In separate business at their Dec. 21, 2020 meeting, the council agreed to some changes involving the Shoreline Park pier project.
Horning began with an update and explained that the city does not yet have a signed agreement with its engineer, Foth Infrastructure & Environment, for the construction oversight. “And the money that we had paid them previously has been exhausted. So they are not working for us at this time.”
She said that there is a revised bridge plan, though, which was shared by the contractors, Great Lakes Dock & Materials, as well as information on the floating dock structure.
As reported, the contract amount for the pier work totals more than $4.7 million, but city officials have been exploring their options for reducing this price tag.
Horning reminded the council that the original specifications for the project entailed fixed docks. “So this will have a floating dock structure.

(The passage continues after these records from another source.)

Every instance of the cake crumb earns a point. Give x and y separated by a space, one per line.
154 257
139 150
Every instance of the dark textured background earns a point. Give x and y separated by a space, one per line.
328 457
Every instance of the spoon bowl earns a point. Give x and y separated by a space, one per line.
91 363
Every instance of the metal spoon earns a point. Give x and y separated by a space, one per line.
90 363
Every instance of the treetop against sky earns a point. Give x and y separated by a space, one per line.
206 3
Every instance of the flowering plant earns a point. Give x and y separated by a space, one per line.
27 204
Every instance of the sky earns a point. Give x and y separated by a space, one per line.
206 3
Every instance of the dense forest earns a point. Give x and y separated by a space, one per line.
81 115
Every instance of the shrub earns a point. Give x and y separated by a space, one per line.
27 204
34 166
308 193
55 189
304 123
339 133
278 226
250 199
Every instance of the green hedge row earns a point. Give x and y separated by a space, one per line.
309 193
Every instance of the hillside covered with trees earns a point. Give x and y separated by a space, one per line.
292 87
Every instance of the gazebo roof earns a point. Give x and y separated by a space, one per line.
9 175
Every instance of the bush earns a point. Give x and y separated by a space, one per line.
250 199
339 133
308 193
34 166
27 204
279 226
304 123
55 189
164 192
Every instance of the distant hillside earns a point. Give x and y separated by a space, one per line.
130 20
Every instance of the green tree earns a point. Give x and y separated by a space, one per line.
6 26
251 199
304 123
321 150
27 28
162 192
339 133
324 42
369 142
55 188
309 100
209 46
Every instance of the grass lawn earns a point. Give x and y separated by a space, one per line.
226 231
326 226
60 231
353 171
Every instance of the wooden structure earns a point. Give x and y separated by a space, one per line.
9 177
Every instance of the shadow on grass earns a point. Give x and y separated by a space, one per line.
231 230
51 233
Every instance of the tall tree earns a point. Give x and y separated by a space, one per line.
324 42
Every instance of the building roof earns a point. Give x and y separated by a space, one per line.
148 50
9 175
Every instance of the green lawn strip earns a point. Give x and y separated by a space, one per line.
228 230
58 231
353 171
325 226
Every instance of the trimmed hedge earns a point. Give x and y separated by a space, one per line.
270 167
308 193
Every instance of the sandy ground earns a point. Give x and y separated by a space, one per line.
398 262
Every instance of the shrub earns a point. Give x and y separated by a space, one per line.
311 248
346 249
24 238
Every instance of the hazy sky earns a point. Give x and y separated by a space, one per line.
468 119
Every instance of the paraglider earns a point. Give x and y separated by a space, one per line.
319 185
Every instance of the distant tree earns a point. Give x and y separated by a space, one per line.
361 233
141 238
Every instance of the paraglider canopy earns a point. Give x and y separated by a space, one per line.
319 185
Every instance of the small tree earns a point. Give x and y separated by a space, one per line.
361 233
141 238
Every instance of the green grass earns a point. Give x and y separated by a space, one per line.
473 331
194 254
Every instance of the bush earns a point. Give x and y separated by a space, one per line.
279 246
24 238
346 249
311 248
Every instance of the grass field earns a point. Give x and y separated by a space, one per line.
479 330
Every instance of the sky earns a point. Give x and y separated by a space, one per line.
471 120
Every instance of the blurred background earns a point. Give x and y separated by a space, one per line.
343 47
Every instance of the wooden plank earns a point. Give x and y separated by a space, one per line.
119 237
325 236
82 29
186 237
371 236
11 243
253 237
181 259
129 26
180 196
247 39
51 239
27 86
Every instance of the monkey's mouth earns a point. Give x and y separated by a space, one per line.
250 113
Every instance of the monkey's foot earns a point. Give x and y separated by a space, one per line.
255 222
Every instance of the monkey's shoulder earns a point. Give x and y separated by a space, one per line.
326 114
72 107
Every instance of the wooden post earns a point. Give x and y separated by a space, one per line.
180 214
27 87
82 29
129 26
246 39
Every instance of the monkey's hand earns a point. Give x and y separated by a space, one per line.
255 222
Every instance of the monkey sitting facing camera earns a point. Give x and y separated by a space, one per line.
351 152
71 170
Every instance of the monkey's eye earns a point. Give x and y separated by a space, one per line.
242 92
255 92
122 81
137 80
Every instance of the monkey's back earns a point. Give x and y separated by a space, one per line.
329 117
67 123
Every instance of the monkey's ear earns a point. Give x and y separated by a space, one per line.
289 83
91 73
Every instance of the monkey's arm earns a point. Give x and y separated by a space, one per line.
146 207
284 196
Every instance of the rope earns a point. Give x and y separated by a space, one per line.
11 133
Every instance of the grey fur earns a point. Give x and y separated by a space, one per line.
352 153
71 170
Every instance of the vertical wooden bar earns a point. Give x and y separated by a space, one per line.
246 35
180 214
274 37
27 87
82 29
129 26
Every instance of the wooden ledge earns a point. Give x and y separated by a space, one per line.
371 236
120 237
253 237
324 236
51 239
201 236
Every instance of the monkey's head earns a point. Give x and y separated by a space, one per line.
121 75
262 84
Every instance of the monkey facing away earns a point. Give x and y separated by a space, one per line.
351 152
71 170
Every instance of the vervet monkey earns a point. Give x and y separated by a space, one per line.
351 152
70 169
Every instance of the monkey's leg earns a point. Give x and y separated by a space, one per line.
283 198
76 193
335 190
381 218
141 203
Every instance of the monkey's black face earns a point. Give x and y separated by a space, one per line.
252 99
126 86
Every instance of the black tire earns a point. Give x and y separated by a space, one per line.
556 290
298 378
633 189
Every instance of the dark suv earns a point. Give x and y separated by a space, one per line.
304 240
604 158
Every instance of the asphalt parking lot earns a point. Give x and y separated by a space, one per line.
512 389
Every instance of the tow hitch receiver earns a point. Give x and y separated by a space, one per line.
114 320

Both of them are money savings changes for the city,” she said, in reference to the dock and bridge adjustments.
However, at the time of the meeting, she said the committee involved in this had not had an opportunity to discuss the changes. The group is comprised of Horning, DPW Director Gus Oliver, Mayor Ken Cook and Councilman Mike Russo.
Horning said that as long as the committee has an opportunity to discuss the changes and are okay with them, she would like council authorization to allow the committee to move forward with ordering those items, so they don’t hold up the project. “Because the construction of the floating dock system and the bridge is going to take some time.”
She added that the adjustments to the bridge will result in a savings of about $165,000, while the dock changes will drop the price by approximately $37,000.
“I would certainly support that, from my perspective, a $200,000 savings,” said Mayor Pro Tem Brian McMurray.
“As would I,” agreed Russo, who moved to authorize the committee to proceed with the proposed changes, upon their review. The motion passed 6-0, with VanDriessche not in attendance.
In other matters, VanDriessche had requested at the prior council meeting to be excused from the Dec. 21 event. She shared that she couldn’t guarantee she would be at a location which has internet access on that date, in order to take part in the virtual meeting. “If I am, I will happily join; if not, I would ask to be excused.”
Horning pointed out that, if VanDriessche wasn’t able to participate on Dec. 21, then Dec. 7 would be her last meeting with the council. “Thank you, Jill.”
“If this is your last meeting, thank you very much for serving the city and being here with us,” Cook echoed at that time. “It’s been a pleasure, and hopefully you’re with us the next meeting.”
As reported, VanDriessche was appointed to a two-year council term in January 2019, filling the vacancy which was left after Danna White stepped down in August 2018.
The terms for both VanDriessche and Kelly, who also previously served as mayor, expired this January. Kelly’s latest term on the council began in January 2017, after he was elected to the role that prior November.
“I want to thank Kane and Jill for their service and what they did for the council. We appreciate them being a part of everything we’ve gotten done this year,” remarked Councilman Jon Studley, during the Dec. 21 meeting.
Fellow council members expressed their appreciation to Kelly and VanDriessche, as well, for their service and contributions to the city.
Also attending the meeting was Tawas City Fire Chief Steve Masich who, on behalf of the department, recognized Kelly for his unwavering support during all his years of community service.
“I really enjoyed being part of the city council and growing with the city. It’s been a great experience,” Kelly said. “I appreciate all the thank yous for that.”